Having to take your child to the emergency department is undoubtedly a stressful experience. But there are ways to reduce the stress, for all of you.
When your child is very unwell or injured and you need help right away, the nearest hospital emergency department is the best place to go. While a trip to emergency is not something we can (or would ever want to) plan for, understanding a few key things about the experience might go some way to easing the stress.
Why am I here?
Children end up in the emergency department for a wide variety of reasons.
The emergency department top ten
1. Broken bones and fractures, especially of the extremities like wrists and ankles.
2. Soft tissue injuries like sprains and strains. Frequently sports-related.
3. Upper respiratory conditions such as pneumonia, asthma and croup or breathing difficulties.
4. Ear infections.
5. Fever, particularly unexplained fever. Often accompanied by dehydration or loss of appetite.
6. Cuts and lacerations.
8. Abdominal pain caused by appendicitis, gall stones or hernias.

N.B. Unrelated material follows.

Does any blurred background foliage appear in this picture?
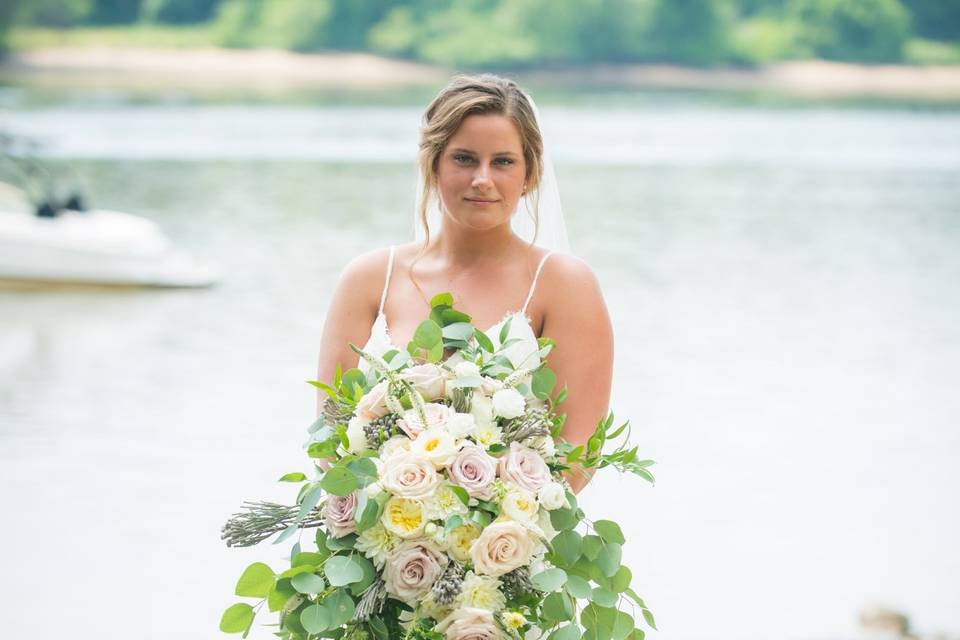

9. Vomiting and dehydration, often as a result of gastroenteritis or food poisoning.
10. Allergic reactions.
What can you expect?
Most emergency departments care for all ages and patient types however some departments have a dedicated pediatrics ward to provide specialist emergency services for children.
The good thing about being in a children’s emergency room is that your child won’t have to deal with adult emergencies, which may be confronting. It’s also likely there will be toys and other entertainment options to distract them.
The first person you’ll see will be the triage nurse who will assess both your child’s condition and the priority of his or her care. This may involve taking your child's temperature, weighing them and talking to you and/or your child about their condition.
The length of time it will take for your child to be seen will depend on who else is there. Your child will be treated as soon as possible, but someone who arrives after you with a more serious condition is likely to be treated first.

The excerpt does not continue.